TLDR: read it if you haven’t yet. The unique atmosphere and unsettling paranoia of Dark Matter make it perfect for those looking for a philosophical scifi story. Highly recommend.
Review. No spoilers
We live in an over saturated world. Shock content isn’t shocking anymore, and while it gives more creative freedom to writers, it tends to pull the attention away from the core ideas. And scifi is all about ideas.
There is a tremendous weight in low-contrast language and there is tremendous value in content that doesn’t shock. It makes you watch out for fine details.

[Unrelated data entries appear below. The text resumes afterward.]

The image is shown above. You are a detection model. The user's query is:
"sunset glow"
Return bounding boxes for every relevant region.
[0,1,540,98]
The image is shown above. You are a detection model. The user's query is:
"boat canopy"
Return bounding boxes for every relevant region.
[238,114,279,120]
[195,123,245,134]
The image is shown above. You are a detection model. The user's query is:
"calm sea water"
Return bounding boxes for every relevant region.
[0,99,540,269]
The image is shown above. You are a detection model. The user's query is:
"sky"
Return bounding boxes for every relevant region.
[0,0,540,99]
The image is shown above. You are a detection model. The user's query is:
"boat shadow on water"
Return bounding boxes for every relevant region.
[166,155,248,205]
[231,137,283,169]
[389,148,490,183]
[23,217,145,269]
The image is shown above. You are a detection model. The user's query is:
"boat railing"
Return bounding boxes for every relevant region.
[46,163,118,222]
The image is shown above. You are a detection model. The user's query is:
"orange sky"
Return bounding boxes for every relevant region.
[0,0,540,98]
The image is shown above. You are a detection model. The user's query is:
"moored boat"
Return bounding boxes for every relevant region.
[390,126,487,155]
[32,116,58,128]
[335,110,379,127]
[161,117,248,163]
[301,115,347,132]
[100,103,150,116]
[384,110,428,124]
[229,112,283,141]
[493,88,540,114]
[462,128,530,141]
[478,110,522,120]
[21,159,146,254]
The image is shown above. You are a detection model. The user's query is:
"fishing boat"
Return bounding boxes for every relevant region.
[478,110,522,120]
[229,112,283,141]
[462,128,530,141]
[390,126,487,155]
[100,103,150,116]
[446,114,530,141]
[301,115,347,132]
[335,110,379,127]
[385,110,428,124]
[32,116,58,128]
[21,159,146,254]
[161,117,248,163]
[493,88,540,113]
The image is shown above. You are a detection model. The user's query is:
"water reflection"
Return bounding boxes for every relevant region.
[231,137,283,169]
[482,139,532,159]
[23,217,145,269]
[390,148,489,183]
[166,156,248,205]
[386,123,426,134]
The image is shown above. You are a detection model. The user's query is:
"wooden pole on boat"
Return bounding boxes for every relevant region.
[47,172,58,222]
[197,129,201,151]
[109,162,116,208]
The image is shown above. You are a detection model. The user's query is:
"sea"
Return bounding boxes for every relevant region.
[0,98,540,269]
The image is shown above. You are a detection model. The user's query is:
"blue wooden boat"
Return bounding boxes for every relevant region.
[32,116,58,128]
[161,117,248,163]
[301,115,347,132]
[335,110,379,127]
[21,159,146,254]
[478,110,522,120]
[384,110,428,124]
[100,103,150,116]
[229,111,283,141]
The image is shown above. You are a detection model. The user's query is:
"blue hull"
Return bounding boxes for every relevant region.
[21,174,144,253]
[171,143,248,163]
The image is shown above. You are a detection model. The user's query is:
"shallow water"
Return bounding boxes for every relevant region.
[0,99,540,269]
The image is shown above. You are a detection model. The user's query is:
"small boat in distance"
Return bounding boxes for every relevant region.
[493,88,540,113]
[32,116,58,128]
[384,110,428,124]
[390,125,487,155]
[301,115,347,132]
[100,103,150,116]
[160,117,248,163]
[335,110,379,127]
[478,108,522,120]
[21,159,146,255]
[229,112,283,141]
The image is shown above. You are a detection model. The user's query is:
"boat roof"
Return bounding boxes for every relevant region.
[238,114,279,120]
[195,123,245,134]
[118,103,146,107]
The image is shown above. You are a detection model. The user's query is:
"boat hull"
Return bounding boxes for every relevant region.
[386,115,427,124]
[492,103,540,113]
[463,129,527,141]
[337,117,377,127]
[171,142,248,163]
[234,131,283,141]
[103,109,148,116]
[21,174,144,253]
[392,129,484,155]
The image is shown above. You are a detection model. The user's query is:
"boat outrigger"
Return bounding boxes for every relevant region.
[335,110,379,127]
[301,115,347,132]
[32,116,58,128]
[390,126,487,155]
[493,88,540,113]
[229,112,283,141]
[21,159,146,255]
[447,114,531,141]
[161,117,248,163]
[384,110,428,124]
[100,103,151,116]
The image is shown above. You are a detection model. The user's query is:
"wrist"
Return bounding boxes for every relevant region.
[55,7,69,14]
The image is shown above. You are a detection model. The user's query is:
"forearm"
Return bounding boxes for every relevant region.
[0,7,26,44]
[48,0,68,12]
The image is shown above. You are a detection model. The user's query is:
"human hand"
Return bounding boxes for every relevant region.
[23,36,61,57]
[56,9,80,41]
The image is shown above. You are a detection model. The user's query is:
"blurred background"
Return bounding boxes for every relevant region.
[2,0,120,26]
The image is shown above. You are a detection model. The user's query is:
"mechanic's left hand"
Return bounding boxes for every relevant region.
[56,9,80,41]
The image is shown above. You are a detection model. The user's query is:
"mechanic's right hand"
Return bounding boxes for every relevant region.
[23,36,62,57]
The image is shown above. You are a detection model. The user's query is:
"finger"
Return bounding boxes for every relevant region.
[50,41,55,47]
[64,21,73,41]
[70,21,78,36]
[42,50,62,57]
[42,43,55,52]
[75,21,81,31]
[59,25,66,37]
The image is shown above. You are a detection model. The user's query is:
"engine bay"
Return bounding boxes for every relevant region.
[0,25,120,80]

Dark Matter is a clean and cerebral read. It’s a dance around the uncanny valley of robots that feel almost human. The trust is flimsy, the conversations between the human and robot characters are interrogations disguised as dialogue. The atmosphere of the book is sterile - like you are staring into an ultraviolet lamp - you eyes hurt and you don’t know why.
This is by design.
This book is unsettling and uncomfortable not because it’s gratuitous or bizarre, but because of carefully crafted paranoia present on each page. Choosing space as a setting amplifies the creepy loneliness, the claustrophobic nature of the book.
There is another layer that I’d like to point out. Without spoilers - check the narrative voice of every character POV. Check out their spoken voices. There is a crucial difference in tone which further enhances the gap between the mindset of the characters in this story.
Bruno is a technologist, and he actually understands how to relate the interaction with the AI on the page. There is a great deal of writers that talk about AI without having deep understanding or experience of what it is and how it works - at best they know it “stole something” and it “diminishes humanity”. What these writers tell, Bruno shows. Yes, AI doesn’t have any humanity - but in what sense exactly?
Read the book to discover that for yourself.